4LIFECHANGERS – Was tun bei Wochenbettdepression?

Folge 25: Mit einem Baby wird auch eine neue Mama geboren. In diesem neuen Lebensabschnitt geht es jedoch Müttern nicht immer so gut wie gedacht. Fast jede sechste Frau leidet nach der Geburt ihres Babys an einer postpartalen Depression. Viele Symptome werden dabei oft nicht erkannt oder vom Umfeld ernst genommen. In dieser Sendung werden Möglichkeiten gezeigt, wie man sich selbst helfen kann.

Neun lange Monate warten auf das Kind. Endlich ist das Baby da und das Glück sollte perfekt sein – ist es aber nicht. Schuldgefühle, Ängste, Depressionen und negative Gedanken plagen oft die neuen Mütter. Wenn negative Gedanken überhand nehmen, ist es wichtig, sich profesionelle Hilfe zu holen. Psycholog:innen und Frauengesundheitszentren – beispielsweise die FEM Elternambulanz in der Klinik Floridsdorf – sind gute Anlaufstellen für Frauen in schweren Phasen nach der Geburt.

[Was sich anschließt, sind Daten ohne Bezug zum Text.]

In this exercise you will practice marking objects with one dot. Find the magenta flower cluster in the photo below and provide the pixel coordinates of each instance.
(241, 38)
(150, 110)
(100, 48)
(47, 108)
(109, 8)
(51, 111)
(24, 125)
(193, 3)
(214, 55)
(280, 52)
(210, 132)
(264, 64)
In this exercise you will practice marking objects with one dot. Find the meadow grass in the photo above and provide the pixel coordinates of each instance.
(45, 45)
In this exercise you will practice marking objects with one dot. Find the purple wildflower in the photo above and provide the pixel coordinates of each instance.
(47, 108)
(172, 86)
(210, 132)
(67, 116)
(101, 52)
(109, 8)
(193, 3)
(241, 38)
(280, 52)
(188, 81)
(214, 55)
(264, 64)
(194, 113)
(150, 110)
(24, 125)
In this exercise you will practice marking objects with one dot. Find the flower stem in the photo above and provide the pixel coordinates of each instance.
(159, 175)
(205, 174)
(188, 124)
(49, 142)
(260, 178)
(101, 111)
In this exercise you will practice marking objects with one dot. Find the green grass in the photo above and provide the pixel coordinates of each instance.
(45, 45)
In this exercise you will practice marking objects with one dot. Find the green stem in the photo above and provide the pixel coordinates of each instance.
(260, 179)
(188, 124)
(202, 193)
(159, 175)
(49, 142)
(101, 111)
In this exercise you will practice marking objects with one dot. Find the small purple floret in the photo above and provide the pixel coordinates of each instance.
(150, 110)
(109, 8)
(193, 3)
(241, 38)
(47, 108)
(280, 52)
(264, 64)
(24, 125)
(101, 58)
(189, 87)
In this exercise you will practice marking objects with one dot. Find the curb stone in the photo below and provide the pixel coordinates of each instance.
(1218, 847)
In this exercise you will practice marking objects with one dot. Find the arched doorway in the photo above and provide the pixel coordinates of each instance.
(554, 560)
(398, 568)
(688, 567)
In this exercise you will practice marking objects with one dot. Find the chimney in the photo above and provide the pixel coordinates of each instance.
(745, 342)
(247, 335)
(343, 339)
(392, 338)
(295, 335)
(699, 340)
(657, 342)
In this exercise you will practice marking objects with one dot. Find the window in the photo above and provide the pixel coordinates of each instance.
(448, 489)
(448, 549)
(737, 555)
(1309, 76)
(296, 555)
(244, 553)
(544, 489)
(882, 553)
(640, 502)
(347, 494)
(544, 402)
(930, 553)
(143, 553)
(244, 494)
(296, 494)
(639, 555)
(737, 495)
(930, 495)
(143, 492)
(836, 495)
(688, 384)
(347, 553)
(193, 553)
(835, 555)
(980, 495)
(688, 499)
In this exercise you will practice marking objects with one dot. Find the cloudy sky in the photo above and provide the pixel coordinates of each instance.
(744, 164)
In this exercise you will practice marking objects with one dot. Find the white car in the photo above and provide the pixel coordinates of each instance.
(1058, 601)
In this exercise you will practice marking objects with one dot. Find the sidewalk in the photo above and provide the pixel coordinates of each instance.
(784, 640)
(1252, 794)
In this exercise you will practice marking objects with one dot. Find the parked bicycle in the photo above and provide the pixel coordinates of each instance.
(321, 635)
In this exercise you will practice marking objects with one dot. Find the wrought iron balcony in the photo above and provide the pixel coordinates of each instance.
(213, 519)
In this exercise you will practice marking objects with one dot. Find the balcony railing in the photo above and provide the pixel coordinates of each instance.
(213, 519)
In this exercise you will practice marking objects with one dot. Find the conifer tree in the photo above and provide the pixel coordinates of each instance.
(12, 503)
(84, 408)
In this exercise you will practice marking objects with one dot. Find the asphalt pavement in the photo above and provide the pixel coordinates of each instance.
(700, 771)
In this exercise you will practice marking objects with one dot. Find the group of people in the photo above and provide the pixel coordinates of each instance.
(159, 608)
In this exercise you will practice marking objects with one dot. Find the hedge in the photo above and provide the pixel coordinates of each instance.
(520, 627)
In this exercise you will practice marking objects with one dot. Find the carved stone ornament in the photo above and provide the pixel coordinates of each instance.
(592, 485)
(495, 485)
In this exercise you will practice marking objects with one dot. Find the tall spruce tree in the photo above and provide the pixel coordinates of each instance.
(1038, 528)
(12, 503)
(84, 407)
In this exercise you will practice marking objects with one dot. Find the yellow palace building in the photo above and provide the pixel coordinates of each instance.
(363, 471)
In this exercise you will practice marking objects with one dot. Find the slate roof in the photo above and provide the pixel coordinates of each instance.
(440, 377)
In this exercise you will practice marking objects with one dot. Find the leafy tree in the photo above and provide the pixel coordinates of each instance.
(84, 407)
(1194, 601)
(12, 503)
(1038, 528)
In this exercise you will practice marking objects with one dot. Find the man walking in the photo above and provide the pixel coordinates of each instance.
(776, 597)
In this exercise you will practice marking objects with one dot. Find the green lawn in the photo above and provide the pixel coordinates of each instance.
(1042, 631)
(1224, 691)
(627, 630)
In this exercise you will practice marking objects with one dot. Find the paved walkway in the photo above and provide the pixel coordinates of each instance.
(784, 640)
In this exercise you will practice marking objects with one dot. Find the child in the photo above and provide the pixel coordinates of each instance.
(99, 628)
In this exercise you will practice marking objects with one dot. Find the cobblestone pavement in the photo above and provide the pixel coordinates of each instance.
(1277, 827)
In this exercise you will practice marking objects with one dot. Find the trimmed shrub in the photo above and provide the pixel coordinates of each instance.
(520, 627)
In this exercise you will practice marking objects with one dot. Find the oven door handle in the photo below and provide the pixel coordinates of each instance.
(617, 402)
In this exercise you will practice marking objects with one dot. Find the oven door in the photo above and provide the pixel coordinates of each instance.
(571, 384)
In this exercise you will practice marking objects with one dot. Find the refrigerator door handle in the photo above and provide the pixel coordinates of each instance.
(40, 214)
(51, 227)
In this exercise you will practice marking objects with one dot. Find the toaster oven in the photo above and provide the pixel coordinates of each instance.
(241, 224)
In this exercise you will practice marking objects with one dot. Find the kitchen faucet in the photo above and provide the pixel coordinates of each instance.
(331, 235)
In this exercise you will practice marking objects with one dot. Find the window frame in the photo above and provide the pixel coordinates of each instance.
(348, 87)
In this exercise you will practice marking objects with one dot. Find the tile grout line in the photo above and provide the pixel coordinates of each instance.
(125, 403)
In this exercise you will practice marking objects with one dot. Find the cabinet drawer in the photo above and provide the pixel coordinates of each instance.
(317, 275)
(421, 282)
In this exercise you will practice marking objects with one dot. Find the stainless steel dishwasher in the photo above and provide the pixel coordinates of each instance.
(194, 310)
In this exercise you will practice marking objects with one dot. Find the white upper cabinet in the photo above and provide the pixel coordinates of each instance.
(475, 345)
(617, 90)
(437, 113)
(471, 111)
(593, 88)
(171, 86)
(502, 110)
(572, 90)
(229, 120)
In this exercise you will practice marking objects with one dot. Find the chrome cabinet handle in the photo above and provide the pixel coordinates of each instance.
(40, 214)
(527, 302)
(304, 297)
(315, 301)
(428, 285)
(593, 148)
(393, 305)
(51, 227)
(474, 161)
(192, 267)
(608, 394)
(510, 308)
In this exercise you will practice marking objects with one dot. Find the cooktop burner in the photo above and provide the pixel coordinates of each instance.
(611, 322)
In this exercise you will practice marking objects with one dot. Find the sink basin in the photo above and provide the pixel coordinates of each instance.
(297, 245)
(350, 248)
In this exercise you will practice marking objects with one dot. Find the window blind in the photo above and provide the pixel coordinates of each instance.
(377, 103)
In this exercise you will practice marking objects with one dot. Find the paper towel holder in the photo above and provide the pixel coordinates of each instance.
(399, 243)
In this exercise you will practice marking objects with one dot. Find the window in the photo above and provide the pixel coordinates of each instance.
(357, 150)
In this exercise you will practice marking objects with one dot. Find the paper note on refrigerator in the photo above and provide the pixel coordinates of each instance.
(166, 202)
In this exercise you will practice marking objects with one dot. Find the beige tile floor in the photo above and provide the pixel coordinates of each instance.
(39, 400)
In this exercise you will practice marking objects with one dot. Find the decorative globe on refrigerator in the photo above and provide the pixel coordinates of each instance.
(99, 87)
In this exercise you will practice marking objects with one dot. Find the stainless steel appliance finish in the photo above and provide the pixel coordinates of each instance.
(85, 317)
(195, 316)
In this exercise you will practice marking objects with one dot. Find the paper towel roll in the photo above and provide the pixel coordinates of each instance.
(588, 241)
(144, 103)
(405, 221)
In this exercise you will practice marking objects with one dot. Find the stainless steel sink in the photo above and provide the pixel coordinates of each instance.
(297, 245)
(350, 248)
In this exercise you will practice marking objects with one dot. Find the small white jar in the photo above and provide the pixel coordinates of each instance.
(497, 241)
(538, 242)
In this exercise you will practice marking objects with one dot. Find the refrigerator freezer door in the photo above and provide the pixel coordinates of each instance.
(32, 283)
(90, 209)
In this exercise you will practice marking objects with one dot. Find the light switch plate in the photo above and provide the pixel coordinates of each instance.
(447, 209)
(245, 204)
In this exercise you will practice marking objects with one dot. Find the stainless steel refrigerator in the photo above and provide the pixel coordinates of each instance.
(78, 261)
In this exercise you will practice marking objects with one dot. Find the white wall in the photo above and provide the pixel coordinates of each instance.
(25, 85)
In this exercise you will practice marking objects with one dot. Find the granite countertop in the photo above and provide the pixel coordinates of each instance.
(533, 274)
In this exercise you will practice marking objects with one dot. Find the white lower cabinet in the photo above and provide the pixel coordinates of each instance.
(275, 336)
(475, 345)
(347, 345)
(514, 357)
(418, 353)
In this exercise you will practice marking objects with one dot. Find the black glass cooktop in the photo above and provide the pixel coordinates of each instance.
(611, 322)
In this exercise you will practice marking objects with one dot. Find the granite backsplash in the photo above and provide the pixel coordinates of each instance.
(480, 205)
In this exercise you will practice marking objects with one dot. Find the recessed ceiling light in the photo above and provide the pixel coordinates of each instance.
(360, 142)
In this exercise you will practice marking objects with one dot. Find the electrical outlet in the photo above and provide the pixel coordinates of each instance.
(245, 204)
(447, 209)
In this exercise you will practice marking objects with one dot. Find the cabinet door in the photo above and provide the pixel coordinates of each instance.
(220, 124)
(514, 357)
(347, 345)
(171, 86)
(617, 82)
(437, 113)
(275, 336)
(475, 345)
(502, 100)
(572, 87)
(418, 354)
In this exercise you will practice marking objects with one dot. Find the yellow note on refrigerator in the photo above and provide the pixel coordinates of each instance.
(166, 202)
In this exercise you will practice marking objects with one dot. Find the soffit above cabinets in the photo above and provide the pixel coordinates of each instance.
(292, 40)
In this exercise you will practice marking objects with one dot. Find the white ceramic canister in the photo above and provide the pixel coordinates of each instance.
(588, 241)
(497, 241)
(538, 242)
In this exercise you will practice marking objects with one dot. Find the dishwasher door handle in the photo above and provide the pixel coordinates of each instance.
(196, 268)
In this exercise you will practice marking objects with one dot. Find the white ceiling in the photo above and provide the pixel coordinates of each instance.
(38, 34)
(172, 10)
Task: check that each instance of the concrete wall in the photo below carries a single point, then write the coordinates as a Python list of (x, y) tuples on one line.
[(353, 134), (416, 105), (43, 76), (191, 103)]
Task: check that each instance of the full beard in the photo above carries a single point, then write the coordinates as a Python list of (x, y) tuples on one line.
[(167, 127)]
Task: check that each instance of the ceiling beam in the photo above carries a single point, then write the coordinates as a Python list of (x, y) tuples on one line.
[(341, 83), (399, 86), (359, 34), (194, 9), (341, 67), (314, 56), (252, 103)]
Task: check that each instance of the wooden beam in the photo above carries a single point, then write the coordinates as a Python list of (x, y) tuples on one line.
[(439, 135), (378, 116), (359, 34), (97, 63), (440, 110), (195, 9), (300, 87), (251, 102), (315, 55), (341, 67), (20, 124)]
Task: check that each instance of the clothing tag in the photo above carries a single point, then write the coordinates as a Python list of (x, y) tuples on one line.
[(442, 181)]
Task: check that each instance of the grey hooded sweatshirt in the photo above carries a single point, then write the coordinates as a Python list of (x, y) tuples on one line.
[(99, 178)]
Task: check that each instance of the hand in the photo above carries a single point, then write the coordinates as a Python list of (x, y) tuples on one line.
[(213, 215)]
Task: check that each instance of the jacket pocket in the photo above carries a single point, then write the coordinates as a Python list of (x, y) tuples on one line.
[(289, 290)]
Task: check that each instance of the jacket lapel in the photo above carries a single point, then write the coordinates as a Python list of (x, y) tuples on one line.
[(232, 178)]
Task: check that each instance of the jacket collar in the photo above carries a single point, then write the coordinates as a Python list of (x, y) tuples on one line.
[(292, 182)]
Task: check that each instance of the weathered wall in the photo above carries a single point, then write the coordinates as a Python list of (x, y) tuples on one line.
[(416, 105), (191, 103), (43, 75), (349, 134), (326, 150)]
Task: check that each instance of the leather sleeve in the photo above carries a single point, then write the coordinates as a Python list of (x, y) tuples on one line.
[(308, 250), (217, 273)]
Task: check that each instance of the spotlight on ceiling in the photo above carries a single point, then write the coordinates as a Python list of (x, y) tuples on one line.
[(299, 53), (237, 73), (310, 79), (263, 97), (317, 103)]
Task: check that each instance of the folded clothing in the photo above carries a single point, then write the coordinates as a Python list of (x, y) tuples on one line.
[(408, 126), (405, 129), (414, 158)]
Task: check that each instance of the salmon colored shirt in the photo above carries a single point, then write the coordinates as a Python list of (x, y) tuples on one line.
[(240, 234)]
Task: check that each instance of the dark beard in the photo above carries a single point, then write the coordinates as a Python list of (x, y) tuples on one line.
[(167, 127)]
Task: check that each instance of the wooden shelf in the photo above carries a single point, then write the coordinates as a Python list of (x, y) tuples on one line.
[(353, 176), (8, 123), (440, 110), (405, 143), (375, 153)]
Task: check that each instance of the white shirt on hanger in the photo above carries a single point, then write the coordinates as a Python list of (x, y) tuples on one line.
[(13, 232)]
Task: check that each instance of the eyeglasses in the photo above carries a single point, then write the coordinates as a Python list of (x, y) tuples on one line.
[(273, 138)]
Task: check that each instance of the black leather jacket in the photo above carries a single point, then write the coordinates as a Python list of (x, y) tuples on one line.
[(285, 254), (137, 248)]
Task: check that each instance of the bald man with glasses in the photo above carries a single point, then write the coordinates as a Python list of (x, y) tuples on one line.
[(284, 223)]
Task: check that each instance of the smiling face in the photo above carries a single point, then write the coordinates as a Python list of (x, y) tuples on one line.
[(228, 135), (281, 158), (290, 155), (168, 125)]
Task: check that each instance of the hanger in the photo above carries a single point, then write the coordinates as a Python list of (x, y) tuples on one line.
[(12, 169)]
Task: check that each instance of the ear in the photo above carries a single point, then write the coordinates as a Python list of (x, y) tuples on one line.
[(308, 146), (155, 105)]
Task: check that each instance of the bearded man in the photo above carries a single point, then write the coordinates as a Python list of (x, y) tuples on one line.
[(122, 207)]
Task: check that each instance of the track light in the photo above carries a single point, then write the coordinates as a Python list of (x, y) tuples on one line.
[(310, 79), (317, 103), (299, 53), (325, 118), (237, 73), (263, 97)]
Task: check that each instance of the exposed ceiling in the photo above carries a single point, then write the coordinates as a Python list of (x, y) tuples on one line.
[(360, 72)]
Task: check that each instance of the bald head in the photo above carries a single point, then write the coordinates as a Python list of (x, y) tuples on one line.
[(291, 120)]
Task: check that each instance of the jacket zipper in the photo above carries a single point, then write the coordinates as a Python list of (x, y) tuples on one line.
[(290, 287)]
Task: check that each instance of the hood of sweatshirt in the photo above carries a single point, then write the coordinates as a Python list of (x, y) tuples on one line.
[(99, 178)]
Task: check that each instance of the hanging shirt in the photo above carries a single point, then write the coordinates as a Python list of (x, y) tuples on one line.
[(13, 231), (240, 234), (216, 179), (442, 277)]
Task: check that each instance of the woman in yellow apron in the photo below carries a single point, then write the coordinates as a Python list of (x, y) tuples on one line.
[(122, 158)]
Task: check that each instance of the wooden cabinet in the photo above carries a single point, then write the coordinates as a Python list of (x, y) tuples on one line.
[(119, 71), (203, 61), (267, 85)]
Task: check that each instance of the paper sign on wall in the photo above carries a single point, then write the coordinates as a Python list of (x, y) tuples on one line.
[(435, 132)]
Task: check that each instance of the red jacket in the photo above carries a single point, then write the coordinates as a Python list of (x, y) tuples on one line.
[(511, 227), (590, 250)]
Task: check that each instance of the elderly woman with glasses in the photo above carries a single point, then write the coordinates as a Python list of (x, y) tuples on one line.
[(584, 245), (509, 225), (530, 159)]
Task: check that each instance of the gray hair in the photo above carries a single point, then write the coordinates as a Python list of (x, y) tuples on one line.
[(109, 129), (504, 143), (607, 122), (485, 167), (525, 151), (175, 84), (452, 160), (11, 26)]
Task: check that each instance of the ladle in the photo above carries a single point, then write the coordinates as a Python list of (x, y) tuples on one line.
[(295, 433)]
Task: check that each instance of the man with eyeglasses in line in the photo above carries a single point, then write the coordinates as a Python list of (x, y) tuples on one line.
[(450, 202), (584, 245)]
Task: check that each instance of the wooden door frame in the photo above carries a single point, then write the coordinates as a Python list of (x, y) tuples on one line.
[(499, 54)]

„Postpartale Depressionen sind psychische Erkrankungen, die nach der Geburt eines Kindes auftreten können – zwei Wochen oder aber auch ein halbes Jahr später, und das ist eben auch das Gefährliche daran, weil man es vielleicht nicht erkennt,“ beschreibt die Klinische Gesundheitspsychologin Maria Bernhart: „Symptome sind, dass man sich weinerlich fühlt oder hilflos fühlt und Ängste hat, für das Kind nicht gut sorgen zu können. Aber auch Gedanken ,Ich tu‘ mir so schwer, mein Kind lieb zu haben, oder ich könnt‘ meinem Kind weh tun‘ zwängen sich auf. Mir ist ganz wichtig, dieses ‚eigentlich sollt‘ ich glücklich sein‘ aus den Köpfen zu kriegen und nicht immer die superglücklichen Babymamas zu zeigen. Sondern ganz normale Frauen und einfach zu sagen: Es ist nicht immer leiwand.“

Auch Delia und Katharina hatten nach der Geburt ihrer Kinder nicht nur überglückliche Momente. Sie machten die Erfahrung, dass Mutter zu sein auch eine Herausforderung ist – und dass es auch eine Herausforderung ist, nicht auf sich selbst zu vergessen. Deshalb möchten die beiden Freundinnen mit ihren SelfcareProdukten für frischgebackene Mütter andere Frauen daran erinnern, nicht auf sich selbst zu vergessen. „Als Mama fühlt man sich auch schuldig, wenn man Zeit für sich nimmt. Man glaubt, die Mama soll immer mit dem Baby gemeinsam sein. Aber sie braucht auch Zeit für sich selbst, um sich um sie selbst zu kümmern, dass sie dann eine bessere Mama ist,“ erklärt Delia. Katharina ergänzt: „Ich möchte das jetzt nicht dramatisieren, aber es ist schon eine Herausforderung – und das darf man auch sagen. Man darf auch sagen, dass man überfordert war.“

Weiteres Thema der Sendung: Drei Tipps für bessere Schlafqualität

Laut einer Studie der MedUni Wien klagt rund die Hälfte aller Österreicher:innen regelmäßig über nicht erholsamen Schlaf. Stress oder Ablenkungen halten viele oft zu lange wach oder sorgen für einen unruhigen Schlaf. Nachdem Schlafen große Auswirkungen auf die seelische und körperliche Gesundheit hat, wäre die Stressredutkion als erste Maßnahme sinnvoll. Da sich dies oft nicht umsetzen lässt, folgend noch drei Tipps für einen besseren Schlaf:

Tipp eins: Auf die richtige Schlafumgebung achten

Expert:innen empfehlen für Schlafräume 16 bis 18 Grad Celsius. Achten Sie zudem auf eine ruhige Schlafumgebung und lüften Sie vor dem Zubettgehen!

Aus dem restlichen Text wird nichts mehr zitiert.